Nel maggio 2014 aveva avuto un problema ad un gomito ed era tornato in Major il 2 luglio 2015, anno in cui aveva ottenuto la cittadinanza americana.


L'INCIDENTE MORTALE
Cubano di Villa Clara, alle 3 del mattino insieme ad altre due persone, si trovava al largo di Miami Beach (era il 25 settembre 2016), quando l’imbarcazione di 32 piedi, s’è capovolta nello schianto con degli scogli.
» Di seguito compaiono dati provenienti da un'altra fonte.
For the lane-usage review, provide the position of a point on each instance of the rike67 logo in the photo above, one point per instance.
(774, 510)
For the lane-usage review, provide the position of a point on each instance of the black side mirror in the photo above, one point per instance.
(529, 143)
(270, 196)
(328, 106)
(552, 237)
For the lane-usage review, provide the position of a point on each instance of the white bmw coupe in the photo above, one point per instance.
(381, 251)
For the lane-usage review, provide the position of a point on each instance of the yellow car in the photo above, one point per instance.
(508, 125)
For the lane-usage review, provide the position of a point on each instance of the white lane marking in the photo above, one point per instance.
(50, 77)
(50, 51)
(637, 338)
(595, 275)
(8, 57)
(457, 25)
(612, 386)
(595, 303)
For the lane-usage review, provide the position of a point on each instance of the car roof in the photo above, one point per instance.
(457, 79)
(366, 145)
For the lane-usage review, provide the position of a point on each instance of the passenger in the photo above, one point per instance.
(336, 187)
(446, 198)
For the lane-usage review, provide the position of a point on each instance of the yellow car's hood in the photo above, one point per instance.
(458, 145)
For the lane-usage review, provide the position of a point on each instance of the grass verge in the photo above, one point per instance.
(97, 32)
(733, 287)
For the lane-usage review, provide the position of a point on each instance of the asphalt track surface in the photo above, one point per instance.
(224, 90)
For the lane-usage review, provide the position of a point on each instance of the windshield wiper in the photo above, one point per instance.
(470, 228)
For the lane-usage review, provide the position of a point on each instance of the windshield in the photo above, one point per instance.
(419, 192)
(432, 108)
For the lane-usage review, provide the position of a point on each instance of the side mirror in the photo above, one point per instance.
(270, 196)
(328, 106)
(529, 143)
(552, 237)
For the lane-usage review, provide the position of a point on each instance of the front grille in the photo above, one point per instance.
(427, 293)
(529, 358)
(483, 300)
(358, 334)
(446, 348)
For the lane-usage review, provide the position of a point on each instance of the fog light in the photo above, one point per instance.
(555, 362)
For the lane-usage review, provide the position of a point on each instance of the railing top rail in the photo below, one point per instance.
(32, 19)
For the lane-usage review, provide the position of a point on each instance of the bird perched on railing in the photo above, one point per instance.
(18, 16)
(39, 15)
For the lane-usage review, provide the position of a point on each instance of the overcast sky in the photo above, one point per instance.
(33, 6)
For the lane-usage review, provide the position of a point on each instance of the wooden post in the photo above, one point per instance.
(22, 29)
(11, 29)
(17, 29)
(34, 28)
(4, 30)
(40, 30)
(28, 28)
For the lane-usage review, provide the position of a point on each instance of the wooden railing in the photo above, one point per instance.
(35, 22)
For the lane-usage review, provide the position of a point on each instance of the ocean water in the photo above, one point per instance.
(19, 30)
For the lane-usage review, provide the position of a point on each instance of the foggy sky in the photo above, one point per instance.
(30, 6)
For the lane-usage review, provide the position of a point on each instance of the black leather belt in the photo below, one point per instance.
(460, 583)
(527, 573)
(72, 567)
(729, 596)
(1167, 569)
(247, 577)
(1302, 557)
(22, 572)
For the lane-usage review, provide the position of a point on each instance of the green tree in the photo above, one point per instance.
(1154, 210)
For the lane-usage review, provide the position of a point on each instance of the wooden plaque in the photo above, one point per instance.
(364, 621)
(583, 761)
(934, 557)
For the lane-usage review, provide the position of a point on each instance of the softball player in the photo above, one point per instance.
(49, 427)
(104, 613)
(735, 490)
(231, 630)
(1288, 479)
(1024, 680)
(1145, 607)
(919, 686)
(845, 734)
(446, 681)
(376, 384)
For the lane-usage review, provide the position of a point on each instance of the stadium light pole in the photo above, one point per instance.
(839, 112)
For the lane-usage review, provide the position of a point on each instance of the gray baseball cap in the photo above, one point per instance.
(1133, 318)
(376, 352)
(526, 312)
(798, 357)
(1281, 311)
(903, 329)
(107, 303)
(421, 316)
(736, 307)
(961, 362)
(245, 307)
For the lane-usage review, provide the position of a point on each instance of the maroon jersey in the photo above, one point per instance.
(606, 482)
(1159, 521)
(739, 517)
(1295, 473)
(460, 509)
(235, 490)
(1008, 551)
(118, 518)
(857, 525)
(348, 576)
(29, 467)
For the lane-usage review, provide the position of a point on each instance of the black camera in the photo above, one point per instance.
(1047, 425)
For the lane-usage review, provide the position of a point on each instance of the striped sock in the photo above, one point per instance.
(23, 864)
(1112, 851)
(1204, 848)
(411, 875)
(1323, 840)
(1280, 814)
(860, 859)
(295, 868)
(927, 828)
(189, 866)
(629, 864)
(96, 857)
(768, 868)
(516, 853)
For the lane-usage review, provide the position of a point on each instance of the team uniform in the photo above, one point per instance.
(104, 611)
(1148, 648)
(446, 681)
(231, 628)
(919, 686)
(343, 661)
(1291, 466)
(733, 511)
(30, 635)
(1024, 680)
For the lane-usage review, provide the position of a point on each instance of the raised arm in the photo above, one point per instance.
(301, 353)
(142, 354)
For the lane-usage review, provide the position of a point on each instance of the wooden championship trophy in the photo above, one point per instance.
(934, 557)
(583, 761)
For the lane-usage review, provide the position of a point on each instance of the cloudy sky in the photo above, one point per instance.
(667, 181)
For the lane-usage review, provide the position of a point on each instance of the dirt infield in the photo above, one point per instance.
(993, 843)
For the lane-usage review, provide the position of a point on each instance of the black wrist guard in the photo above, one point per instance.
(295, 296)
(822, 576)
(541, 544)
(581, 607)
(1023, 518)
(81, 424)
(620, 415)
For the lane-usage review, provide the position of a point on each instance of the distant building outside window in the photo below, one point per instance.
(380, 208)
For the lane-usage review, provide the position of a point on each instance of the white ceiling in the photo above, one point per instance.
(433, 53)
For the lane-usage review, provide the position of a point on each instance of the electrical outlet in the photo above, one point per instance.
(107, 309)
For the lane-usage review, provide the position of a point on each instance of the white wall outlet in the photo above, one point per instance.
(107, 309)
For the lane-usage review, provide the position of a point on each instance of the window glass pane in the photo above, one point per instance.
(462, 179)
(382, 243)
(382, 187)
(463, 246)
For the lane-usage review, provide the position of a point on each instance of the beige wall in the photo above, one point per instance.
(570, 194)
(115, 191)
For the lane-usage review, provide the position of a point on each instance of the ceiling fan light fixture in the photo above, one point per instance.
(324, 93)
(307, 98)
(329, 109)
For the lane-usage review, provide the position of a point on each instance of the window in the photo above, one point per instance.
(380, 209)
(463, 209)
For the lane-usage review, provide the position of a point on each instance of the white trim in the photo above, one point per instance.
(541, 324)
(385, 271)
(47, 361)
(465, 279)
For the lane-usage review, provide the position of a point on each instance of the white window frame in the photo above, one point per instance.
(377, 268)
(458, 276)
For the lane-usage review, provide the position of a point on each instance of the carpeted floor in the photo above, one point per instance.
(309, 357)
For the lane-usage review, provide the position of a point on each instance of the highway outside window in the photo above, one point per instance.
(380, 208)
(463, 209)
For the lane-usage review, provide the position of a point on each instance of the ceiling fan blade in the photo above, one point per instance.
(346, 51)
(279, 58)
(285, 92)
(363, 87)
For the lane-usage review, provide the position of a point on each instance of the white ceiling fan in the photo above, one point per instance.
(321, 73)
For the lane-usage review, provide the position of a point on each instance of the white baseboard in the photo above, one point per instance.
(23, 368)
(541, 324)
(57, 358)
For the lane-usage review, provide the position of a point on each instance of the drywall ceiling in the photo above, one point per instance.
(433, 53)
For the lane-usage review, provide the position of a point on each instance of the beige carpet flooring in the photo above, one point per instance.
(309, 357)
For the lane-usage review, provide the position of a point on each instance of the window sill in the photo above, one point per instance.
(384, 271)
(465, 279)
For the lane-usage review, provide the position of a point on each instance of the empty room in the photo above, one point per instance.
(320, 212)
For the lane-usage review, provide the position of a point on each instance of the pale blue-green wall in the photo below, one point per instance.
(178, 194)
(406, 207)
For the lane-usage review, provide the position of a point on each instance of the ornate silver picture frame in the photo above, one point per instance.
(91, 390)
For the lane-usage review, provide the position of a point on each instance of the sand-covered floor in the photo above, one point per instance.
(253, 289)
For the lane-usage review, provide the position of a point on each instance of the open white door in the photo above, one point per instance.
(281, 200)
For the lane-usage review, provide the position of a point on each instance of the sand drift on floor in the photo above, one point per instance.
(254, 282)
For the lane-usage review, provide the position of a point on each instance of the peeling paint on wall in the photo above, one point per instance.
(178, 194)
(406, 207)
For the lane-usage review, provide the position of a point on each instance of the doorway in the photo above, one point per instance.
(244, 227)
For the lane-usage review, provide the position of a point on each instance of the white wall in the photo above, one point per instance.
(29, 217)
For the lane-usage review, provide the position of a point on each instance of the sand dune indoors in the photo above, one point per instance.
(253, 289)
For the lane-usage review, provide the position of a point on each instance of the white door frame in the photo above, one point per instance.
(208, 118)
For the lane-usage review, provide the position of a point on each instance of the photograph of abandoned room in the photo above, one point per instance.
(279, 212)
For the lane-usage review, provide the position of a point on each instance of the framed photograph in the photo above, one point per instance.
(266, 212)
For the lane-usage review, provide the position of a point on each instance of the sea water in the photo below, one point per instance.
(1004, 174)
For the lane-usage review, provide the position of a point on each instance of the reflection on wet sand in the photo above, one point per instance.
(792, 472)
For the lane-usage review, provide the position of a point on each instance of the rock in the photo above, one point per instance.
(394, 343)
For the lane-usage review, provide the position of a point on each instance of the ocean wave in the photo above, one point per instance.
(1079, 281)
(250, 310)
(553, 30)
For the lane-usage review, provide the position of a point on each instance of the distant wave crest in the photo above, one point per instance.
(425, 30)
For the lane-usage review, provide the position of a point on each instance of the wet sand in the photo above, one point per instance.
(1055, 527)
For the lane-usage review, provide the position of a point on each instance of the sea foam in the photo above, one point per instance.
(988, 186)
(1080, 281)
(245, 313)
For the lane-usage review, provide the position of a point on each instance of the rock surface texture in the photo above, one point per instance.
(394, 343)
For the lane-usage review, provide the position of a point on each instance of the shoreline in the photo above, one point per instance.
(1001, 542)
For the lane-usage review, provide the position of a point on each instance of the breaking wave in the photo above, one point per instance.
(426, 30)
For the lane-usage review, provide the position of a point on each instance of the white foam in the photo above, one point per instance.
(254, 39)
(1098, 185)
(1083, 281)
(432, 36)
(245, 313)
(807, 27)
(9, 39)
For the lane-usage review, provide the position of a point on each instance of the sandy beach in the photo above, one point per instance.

La motovedetta della Guardia Costiera ha faticato a trovare i corpi delle 3 vittime e dato subito l’allarme.
Devastati i compagni della squadra, ma anche gli avversari che volevano bene al giocatore.
"L'organizzazione dei Miami Marlins è devastata dalla tragica perdita di José Fernandez. I nostri pensieri e le nostre preghiere sono rivolte verso la famiglia del giocatore che sta vivendo un momento davvero difficile" è la nota pubblicata dalla società della Florida in occasione della tragica circostanza.
La partita in programma tra i Miami Marlins e gli Atlanta Braves è stata di conseguenza cancellata.
La sua perdita ha lasciato un solco importante.
Da tipico caraibico era un ragazzo solare, sempre sorridente e amico di tutti, soprattutto di Aledmys Diaz, SS dei St.Louis Cardinals.
Provenienti entrambi da Santa Clara, vivevano nella stessa strada (le loro abitazioni erano separate solo da tre case).
Fu proprio su quel cemento dissestato che i due iniziarono la loro carriera.
José Fernández, oltre che ad essere un predestinato, era anche un simbolo per la famosissima comunità cubana di Miami.


COCAINA ED ALCOL
Il 26 ottobre 2016, in un mandato di perquisizione, le autorità di Miami-Dade County hanno dichiarato che un forte odore di alcol era stato trovato sul corpo di Fernandez e degli altri due uomini in barca.
Inoltre, secondo gli investigatori il conducente della barca stava viaggiando ben oltre i limiti consentiti di velocità e in stato d'"incoscienza aggravata per via del consumo di alcol".
Inoltre, cocaina e il doppio del limite consentito di alcol sono stati trovati nel corpo di Fernández, al momento della sua morte.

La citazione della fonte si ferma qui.